The on-call reviews and tightens. The runbook lands in the team's library.

Owner discipline

Every runbook has a named owner. Not "the team owns it." A specific person. The owner:

Reviews the runbook quarterly.
Updates it when the underlying system changes.
Retires it if the system or the failure mode is gone.

Without a named owner, runbooks decay. With one, they survive.

The AI's draft includes the owner field. The owner is usually the on-call engineer who handled the incident, or whoever owns the affected service.

The drill loop

Runbooks that aren't drilled don't work. The team's drill loop:

Quarterly, pick a runbook entry.
Run a tabletop exercise based on it.
The on-call engineer follows the runbook step-by-step.
The team identifies gaps, ambiguities, and steps that don't actually work.
The runbook gets updated.

The AI helps facilitate the drill — generating the scenario from the runbook, surfacing the unstated assumptions, drafting the post-drill update notes. The exercise is human; the prep is AI-accelerated.

Search-friendly format

Runbooks that can't be found in a moment of need are runbooks that don't exist. The format prioritises searchability:

Title is the symptom, not the resolution. ("Customer-API 500s rising" not "Restart the api-gateway pod.")
Symptoms section uses the literal language of alerts and customer reports.
Tags include the affected service, the alert name, the dashboard URL.
Cross-links to related runbooks.

The AI ensures consistency in formatting. The on-call ensures the content matches the system.

A real runbook

A scenario: an incident where Postgres connections exhausted, causing API failures.

The runbook drafted from the incident artifacts:

Symptom. API latency spikes >5s, accompanied by connection refused or too many connections in api-server logs. Customer-facing 500 errors.

Diagnosis.

Check pg_stat_activity for connection count: SELECT count(*) FROM pg_stat_activity WHERE state = 'active'.

If count is at or near max_connections (currently 200), connection-pool exhaustion is the issue.

Check api-server pod count and per-pod connection setting (PGBOUNCER_POOL_SIZE).

Resolution.

If api-server pod count > 30 due to autoscaling: temporarily scale down (kubectl scale deployment api-server --replicas=20).

If individual queries are stuck (> 30s active): investigate per-query, kill if needed (SELECT pg_terminate_backend(pid)).

After incident: review the autoscaling threshold; raise max_connections if needed.

Prevention.

Filed PR-1923 to add a connection-count alert at 80% threshold.

Filed ENG-447 to evaluate pgbouncer for connection pooling.

Owner. @yash-platform (Yash, platform team).

Total drafting time with AI assistance: 15 minutes. The prevention items are real (linked to PRs). The diagnosis steps are testable. The next on-call can follow this end-to-end.

What stays human

The decision about which incidents become runbooks (some are unique enough to skip).
The owner assignment.
The drill schedule.
Reviewing and signing off on the prevention work.

The AI handles the typing. The team handles the discipline.

What we won't ship

Auto-publishing runbooks without on-call review.

Runbooks for systems the engineer doesn't fully understand.

Generic runbooks copied from elsewhere; runbooks must be specific to your system.

Runbooks without prevention items. Recurring incidents without prevention indicate a process gap.

How to start

Pick the next 5 incidents. Run the workflow. Build the first 5 runbook entries. Establish the quarterly drill cadence.
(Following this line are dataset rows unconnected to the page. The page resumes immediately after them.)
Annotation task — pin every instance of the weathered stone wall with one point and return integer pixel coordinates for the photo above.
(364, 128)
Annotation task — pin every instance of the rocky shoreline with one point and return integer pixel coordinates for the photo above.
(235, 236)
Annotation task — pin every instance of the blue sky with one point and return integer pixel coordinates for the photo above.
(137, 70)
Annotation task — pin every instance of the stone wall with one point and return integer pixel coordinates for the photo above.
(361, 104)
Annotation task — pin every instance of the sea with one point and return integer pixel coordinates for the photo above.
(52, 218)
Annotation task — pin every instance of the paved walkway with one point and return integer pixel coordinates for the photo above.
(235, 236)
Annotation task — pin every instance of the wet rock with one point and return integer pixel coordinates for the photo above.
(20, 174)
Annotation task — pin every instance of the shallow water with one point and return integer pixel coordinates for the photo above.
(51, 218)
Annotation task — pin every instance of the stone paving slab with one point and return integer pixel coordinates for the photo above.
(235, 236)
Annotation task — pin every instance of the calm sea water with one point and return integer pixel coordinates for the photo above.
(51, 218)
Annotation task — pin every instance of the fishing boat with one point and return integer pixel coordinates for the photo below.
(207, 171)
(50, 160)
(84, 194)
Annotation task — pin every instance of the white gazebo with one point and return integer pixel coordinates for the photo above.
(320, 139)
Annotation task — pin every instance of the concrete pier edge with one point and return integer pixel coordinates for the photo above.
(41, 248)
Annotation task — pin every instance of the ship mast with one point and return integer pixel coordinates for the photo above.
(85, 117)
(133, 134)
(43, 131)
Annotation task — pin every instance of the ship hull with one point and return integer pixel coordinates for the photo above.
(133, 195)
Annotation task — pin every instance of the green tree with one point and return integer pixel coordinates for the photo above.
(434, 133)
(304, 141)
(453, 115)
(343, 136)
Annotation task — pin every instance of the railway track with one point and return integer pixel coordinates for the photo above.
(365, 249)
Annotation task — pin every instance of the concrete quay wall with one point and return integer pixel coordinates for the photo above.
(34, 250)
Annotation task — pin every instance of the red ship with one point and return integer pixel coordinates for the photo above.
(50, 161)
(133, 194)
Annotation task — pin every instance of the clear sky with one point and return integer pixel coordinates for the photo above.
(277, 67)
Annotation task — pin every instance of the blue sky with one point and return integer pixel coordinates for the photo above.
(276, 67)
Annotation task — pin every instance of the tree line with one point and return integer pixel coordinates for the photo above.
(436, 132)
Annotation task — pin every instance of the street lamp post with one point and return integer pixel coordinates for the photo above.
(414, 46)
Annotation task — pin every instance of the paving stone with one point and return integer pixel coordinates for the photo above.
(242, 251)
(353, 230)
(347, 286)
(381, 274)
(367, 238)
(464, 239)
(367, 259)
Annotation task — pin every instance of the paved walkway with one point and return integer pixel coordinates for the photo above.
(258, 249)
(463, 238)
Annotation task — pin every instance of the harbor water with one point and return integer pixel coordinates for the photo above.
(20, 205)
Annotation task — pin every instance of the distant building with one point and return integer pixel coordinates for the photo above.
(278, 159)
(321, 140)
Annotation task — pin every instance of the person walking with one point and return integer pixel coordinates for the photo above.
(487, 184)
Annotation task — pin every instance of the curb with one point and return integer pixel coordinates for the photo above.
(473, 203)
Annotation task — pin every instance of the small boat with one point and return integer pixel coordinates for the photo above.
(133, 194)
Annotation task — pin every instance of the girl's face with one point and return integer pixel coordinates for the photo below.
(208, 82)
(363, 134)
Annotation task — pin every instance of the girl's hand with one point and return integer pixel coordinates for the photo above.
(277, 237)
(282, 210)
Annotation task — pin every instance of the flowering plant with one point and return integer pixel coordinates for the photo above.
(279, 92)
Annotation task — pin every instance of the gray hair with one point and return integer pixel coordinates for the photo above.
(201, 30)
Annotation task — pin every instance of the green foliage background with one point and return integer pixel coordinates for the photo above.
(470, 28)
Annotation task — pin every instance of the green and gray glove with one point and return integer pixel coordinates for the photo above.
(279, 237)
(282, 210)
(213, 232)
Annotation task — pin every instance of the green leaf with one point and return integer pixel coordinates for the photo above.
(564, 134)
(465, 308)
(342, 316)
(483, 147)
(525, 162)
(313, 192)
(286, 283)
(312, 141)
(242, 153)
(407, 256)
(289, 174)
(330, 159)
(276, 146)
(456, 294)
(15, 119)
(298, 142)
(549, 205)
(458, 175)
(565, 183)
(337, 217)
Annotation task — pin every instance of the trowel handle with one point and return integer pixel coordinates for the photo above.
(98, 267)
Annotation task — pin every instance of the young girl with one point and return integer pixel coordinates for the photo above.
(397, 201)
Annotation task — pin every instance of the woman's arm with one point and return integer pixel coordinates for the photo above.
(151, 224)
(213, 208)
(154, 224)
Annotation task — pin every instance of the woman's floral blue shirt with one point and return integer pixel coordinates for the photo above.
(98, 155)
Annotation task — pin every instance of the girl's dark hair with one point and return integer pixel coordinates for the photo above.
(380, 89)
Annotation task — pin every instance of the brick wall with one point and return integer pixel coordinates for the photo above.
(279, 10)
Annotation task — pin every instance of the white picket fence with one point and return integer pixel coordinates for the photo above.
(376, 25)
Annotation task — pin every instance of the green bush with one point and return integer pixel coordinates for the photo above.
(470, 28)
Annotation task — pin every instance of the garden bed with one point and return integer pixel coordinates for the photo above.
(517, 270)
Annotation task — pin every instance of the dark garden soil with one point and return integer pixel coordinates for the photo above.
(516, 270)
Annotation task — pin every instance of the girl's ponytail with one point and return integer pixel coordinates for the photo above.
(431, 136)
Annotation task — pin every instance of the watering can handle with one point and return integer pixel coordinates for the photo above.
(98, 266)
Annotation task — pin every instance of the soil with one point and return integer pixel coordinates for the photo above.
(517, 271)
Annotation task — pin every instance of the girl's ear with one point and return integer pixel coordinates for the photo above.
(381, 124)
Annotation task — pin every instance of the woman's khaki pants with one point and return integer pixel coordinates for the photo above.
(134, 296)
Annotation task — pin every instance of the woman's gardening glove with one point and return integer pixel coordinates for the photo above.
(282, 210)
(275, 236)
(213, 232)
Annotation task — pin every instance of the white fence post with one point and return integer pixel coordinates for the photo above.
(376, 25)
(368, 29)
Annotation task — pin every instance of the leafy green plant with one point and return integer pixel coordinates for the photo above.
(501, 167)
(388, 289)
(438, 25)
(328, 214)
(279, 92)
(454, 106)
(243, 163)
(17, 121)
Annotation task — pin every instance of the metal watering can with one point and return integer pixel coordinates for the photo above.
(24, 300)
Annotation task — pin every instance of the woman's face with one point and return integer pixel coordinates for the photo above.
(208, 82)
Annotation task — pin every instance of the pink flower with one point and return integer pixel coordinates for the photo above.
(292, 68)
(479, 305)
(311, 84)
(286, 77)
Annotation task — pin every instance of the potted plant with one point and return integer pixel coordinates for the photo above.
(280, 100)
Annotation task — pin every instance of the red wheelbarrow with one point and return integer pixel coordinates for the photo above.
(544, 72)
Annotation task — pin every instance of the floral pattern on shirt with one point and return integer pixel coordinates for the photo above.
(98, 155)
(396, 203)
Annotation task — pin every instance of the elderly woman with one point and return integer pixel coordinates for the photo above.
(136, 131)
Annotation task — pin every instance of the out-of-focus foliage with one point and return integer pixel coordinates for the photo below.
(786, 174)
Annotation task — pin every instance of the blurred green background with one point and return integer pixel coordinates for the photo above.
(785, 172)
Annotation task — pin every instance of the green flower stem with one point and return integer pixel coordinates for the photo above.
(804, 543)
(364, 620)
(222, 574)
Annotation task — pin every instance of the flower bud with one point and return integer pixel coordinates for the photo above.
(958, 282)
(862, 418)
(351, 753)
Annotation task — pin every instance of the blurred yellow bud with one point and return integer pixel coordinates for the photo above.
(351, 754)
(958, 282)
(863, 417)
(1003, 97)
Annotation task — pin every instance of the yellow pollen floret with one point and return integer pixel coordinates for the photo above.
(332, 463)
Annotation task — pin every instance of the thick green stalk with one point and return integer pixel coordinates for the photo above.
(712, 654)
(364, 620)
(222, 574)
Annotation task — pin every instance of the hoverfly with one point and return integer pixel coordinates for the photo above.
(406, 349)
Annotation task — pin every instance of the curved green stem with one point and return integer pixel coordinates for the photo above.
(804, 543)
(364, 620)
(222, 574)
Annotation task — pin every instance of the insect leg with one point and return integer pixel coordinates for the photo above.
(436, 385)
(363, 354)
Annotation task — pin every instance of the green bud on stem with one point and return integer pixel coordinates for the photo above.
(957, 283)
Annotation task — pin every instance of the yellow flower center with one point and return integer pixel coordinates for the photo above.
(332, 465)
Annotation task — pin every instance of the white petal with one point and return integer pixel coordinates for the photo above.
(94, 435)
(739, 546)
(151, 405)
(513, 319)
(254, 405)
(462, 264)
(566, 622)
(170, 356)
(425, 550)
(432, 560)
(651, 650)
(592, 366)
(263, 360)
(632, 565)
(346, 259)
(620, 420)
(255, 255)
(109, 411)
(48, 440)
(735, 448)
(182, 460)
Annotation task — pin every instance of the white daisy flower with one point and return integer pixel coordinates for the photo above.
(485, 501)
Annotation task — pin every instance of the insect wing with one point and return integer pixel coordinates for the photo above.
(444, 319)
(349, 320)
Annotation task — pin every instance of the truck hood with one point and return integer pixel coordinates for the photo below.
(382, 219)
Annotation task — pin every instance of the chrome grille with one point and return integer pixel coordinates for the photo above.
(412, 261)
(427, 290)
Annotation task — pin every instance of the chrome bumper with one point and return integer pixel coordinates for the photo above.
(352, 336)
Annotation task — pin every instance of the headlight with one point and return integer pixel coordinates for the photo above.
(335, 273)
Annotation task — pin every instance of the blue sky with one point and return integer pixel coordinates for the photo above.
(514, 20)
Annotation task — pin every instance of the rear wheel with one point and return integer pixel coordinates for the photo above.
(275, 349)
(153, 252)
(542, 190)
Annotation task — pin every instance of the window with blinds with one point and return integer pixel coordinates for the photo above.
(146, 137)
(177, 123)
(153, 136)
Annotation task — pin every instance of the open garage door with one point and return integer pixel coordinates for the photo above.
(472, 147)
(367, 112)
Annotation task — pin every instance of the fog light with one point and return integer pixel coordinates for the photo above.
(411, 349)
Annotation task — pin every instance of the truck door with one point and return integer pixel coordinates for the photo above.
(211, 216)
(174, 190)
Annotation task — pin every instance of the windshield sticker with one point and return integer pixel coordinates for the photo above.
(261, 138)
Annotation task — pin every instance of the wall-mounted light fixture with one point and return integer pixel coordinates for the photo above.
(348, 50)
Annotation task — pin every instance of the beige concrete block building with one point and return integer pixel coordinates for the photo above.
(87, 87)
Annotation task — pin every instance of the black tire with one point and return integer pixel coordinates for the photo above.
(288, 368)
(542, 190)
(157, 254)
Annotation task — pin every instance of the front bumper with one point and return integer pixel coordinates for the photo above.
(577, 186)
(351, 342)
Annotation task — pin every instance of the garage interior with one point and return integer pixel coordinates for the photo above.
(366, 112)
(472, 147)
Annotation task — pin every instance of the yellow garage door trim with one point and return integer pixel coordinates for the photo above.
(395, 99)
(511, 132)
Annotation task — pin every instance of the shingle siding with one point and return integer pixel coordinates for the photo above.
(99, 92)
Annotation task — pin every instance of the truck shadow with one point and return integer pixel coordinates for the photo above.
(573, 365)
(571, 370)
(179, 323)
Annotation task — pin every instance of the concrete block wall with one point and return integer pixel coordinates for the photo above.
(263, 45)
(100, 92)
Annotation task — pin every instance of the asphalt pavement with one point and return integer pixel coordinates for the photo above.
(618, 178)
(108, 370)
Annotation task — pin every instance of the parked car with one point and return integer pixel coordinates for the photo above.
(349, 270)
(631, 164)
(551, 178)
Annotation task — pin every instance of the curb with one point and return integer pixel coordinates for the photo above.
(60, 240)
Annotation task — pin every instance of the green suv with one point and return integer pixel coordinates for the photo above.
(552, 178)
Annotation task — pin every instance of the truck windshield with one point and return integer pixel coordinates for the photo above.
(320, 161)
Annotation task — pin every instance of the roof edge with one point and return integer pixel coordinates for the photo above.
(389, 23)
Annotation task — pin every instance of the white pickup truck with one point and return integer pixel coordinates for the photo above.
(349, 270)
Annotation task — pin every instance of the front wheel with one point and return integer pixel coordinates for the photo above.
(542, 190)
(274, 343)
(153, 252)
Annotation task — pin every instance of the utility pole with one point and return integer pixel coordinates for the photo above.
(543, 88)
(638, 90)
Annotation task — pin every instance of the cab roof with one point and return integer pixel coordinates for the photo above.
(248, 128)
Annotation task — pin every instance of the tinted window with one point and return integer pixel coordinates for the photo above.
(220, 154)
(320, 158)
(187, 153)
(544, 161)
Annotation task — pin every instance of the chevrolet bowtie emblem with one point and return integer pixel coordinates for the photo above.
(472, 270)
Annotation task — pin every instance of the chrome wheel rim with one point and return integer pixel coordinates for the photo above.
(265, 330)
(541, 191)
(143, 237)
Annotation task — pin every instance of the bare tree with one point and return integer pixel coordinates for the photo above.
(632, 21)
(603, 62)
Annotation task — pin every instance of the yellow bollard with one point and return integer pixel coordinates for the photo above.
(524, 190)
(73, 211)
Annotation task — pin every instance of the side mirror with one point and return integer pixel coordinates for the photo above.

Within two quarters, the library has 30+ entries and on-call quality measurably improves.

Close

Runbook generation with Claude Code is the discipline of capturing knowledge while it's fresh. The library stays current. On-call quality improves because the next on-call has access to the last on-call's learning. The incidents stop being one-off heroics and start being shared institutional knowledge.